Она стрелой бросилась в сторону своего шатра, как убегает газель в пустыне от подкрадывающегося к ней льва.
Долго мы возвращались с Клитом назад в Пеллу. Весь первый день я находился в состоянии какого-то ошеломления, почти ничего не говорил, несмотря на сумятицу мыслей, а когда заснул, меня одолела беспорядочная вереница снов, не серых, как обычно, а в ярких цветах. Проснувшись, я не смог вспомнить ни одного и решил, что они были ниспосланы мне какой-то богиней из царства сновидений.
На следующий день ошеломленность прошла, придорожные виды приобрели знакомые формы и очертания, а мысли упорядочились, хотя временами я еще поглядывал вверх, ожидая увидеть девушку на косматом пони. Четыре года? Если только Филипп не оставит Антипатра своим регентом и не поведет в поход свою армию, где я буду по крайней мере командовать отрядом всадников, у меня не было ни малейшей надежды, что предложенное Роксаной свидание состоится; и в случае исключительного везения это было почти неосуществимо.
Отвечая на мой первый вопрос, храмовой жрец в Додоне предсказал, что я обрету корону, когда у последнего новорожденного олененка в лесу вырастут прекрасные ветвистые рога. А долго ли ждать? Некоторые благородные олени увенчивались такими рогами за четыре года, но мне приходилось видеть могучие раскидистые рога с множеством отростков, которые, по словам охотников, говорили о десятилетнем возрасте оленя.

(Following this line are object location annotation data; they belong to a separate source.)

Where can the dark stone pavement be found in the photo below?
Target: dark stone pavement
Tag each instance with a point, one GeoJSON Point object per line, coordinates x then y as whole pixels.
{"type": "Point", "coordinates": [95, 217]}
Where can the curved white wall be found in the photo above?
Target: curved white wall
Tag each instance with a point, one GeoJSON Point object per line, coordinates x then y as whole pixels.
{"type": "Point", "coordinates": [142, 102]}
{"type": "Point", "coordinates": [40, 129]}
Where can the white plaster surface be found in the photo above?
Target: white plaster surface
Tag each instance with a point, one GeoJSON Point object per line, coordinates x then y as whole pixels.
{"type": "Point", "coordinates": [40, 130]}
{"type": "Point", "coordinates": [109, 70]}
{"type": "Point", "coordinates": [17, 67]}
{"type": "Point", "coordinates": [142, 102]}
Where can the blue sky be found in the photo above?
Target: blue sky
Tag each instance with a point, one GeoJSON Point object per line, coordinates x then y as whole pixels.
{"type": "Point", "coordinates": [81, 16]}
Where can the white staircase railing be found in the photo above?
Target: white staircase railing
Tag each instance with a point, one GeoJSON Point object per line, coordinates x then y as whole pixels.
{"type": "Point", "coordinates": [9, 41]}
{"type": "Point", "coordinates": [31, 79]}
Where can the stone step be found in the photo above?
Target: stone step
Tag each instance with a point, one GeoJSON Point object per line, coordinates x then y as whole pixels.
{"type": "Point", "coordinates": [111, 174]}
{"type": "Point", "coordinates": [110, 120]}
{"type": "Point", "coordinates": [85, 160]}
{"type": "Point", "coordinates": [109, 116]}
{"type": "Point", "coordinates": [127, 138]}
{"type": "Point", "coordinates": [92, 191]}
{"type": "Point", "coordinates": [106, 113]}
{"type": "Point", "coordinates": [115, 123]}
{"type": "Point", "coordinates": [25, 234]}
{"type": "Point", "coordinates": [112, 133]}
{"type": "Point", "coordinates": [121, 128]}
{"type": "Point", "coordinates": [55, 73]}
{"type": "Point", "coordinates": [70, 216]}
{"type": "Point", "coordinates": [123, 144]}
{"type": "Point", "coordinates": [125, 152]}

У Филиппа было мало шансов прожить еще десять лет, но радовался ли я этому или нет? То, что я вдруг задался таким вопросом, значило, что у меня в груди вылупился василиск, ибо суровость обрел я, а не жестокость. Сам Филипп убил одного единокровного брата и отправил в изгнание еще двоих, чтобы обезопасить свой трон. На кровавом пути нашего рода это было последнее кровопролитие, но считалось, что убийство единокровного брата — это детская шалость по сравнению с убийством родного брата, а последнее было — чуть ли не пустячный грешок по сравнению с убийством родного отца, которое тяжелым неумолимым проклятием ложилось на четыре поколения потомков, обреченных на горестный путь к гибели, и фурии слетались со своих отвратительных гнезд, чтобы творить это страшное наказание, и не питали земли этой освежающие, дожди, и не слышно было там больше ни певчих птиц, ни сладкого журчания ручьев, и только вороны Зевса каркали на ветках сохнущих деревьев.
Пожелать ему смерти и принести ему смерть было не одно и то же. На первое у меня было право, ведь он дурно поступил с Олимпиадой, больше не разделяя с ней постель, но, покопавшись в себе, я признал себя виновным в том, что это радует меня, а не гневит. И все же он мог дать ей как царице отставку и жениться на более молодой, причиняя моей матери большое зло и подвергая опасности мое законное право на трон, если бы та, что узурпировала ее место, родила царю мальчика.
Если бы это произошло, всем троим грозила бы смерть. Примером такого чистого выметания послужили мои
Тайно ходили слухи, что у него есть незаконнорожденный сын моего возраста, которого он сильно любит, — и это больше всего тревожило меня. Поэтому в тот вечер, когда племянница Аттала, военачальника, которому он доверял, налила ему вина и поцеловала чашу, я заговорил о мучившем меня вопросе с Олимпиадой. Племянница Аттала была не старше Роксаны, но царь пожирал ее глазами, а упившись, поцеловал — чем сильно разгневал мою мать. Я был разгневан не менее ее, хотя и по другой причине: меня не пригласили на этот пир, и я должен был есть вместе с воинами.
— Мать, верно ли, что у Филиппа есть незаконнорожденный сын, угрожающий моему престолонаследованию?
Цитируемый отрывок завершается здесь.